What Ofqual did wrong, perhaps for understandable reasons, was to try to maintain a similar standard in terms of past percentages between this year and last, taking into account the teacher estimates and the past performances of pupils. When examination authorities do this they like to respect the teachers and the school’s order of merit but move the grade borderlines up and down to get the outcome they prefer. This preferred outcome is influenced by the school’s previous results and can also include analysis of the assessments made at key stage 2 or eleven years of age and the impact of the result on national statistics.

You don’t have to be a statistician to realise that this process is going to disadvantage a very bright child in a neighbourhood comprehensive and produce bizarre outcomes in schools where an additional factor like gentrification, an influx of refugees, changes to the school’s catchment or simply considerable pupil mobility over five years undermines the mathematics.

Worse still in the current situation the approach doesn’t benefit rapidly improving schools of the kind which the government likes to trumpet where, for all sorts of reasons, standards might be expected to rise faster than the average. In overall terms and for everyone, it is the students on grade borderlines or thereabouts who are likely to lose out but they are also likely, given that this is an A-level, to have concerned, middle-class voting parents who know how to complain!

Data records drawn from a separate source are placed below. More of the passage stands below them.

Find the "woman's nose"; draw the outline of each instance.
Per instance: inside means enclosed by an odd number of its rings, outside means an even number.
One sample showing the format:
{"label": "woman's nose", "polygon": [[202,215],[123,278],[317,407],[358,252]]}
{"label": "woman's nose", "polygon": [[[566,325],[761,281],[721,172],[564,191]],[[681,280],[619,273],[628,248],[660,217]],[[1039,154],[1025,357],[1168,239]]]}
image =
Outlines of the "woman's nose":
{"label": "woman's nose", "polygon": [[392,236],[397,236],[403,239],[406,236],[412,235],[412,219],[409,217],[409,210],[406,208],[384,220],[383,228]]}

Could things have been different? The answer is that without Michael Gove’s intervention the assessments would have been considerably more reliable. It was only a few years ago that there were AS Levels which assessed the first year of a two-year A Level course, there were modular exams where credit for the candidate was accumulated over the whole two years and there was coursework, distinct from teacher assessment because it was evidence presented by the candidate to meet external criteria. Additionally, coursework was often approached under test conditions. Had any of these approaches survived they would have provided a statistically reliable component to provide the starting point for a valid assessment.

Is anything to be done? The Scottish approach of giving people teacher assessed grades and biting the bullet of single year significant grade inflation may be justifiable given the challenges which the pandemic has created for young people. It will also encourage some interesting research options! If it turned out that the young people who get places at Scottish universities with these 2020 grades go on to perform at degree level just as well as their peers from any other year that would be interesting. It might suggest that we have an examination system which is managed to depress the achievements of young people and to restrict access to what are perceived to be high status professional careers while acting as a brake on the aspirations of the disadvantaged seeking a better future. Perhaps a little grade inflation is not such a bad thing after all!